Die Lokale Partnerschaft ist das Gremium, in dem alle relevanten Akteure des Kernbereichs, gemeinsam mit der Verwaltung Konzepte und Projekte zur Stärkung des Zentrums entwickeln und realisieren. Aufgabe der Lokalen Partnerschaft ist die lenkende Begleitung und Unterstützung der Kernbereichsentwicklung.
Die Mitglieder der Lokalen Partnerschaft übernehmen die Funktion von Experten, indem sie ihr spezielles Wissen über Fechenheim und den Kernbereich einbringen. Darüber hinaus fungieren sie als Multiplikator in ihren Wirkungskreis und werben im Stadtteil für die Ziele und Maßnahmen des Programms.
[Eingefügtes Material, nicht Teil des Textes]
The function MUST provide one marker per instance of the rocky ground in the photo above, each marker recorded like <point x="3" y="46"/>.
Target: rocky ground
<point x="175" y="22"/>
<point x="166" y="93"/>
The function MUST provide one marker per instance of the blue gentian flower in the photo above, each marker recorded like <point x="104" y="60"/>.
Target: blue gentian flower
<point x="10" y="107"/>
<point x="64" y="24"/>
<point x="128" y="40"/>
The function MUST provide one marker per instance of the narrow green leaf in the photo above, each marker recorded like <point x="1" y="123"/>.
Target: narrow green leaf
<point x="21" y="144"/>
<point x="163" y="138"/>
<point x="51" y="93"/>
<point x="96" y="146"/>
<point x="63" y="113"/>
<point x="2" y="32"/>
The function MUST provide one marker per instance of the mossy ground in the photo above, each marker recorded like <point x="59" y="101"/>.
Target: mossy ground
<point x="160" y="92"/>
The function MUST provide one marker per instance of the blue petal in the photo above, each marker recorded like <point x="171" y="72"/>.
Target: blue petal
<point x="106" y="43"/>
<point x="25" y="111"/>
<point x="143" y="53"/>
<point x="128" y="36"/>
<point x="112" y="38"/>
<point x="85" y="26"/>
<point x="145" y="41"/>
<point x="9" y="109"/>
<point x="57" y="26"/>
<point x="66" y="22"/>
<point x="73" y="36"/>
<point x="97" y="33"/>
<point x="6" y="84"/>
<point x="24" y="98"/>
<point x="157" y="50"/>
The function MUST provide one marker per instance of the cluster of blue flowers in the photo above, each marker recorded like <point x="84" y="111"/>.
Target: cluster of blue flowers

Als dritte Funktion kommt die eines Trägers hinzu, der eigene private und zivilgesellschaftliche Initiativen und Projekte zur Unterstützung der Kernbereichsentwicklung vorbereitet und durchführt.

Die Lokale Partnerschaft umfasst derzeit 16 namentlich benannte Personen und wird durch Vertreterinnen und Vertreter der Wirtschaftsförderung Frankfurt und der Verwaltung ergänzt. Zu speziellen Themen, wie etwa die Eingangsbereiche oder die Erstellung einer stadtteilbezogenen Internetseite, wurden Arbeitsgruppen für die Ausarbeitung und Umsetzung gebildet.


Erhaltungssatzung Nr. 30

Fechenheim besitzt in seinem Ortskern noch eine Vielzahl von Gebäuden, anhand derer die Geschichte des Ortsteils anschaulich nachvollzogen werden kann. So finden sich dort  z.B. ehemals landwirtschaftliche Hofstellen, Siedlungshäuser des frühen Industriezeitalters und mehrgeschossige gründerzeitliche Gebäude. Um diese baulichen Besonderheiten Fechenheims dauerhaft erhalten zu können, haben die Stadtverordneten am 27.01.2011 die Erhaltungssatzung Nr. 30 - Fechenheim-Süd - beschlossen. Die Satzung ist am 22.03.2011 in Kraft getreten, so dass ihre Zielsetzungen seither bei allen baulichen Maßnahmen zu berücksichtigen sind. 

In der Veröffentlichung Baustein 04/12 wurde die städtebauliche Charakteristik noch einmal übersichtlich dargestellt, außerdem sind hier der Satzungstext und der Geltungsbereich der Satzung einsehbar.


Verfgungsfonds

Verfügungsfonds der Stadt Frankfurt am Main für Gebiete der Städtebauförderung, © Stadtplanungsamt Stadt Frankfurt am Main

Zur Stärkung eines gemeinwohlorientierten Engagements stellt die Stadt Frankfurt am Main den Gebieten der Stadterneuerung ein Budget (Verfügungsfonds) für die Durchführung von lokalen Kleinprojekten und Maßnahmen zur Verfügung. Durch den Fonds soll bürgerschaftliches Handeln im nicht-investiven Bereich eigenverantwortlich und unbürokratisch ermöglicht werden.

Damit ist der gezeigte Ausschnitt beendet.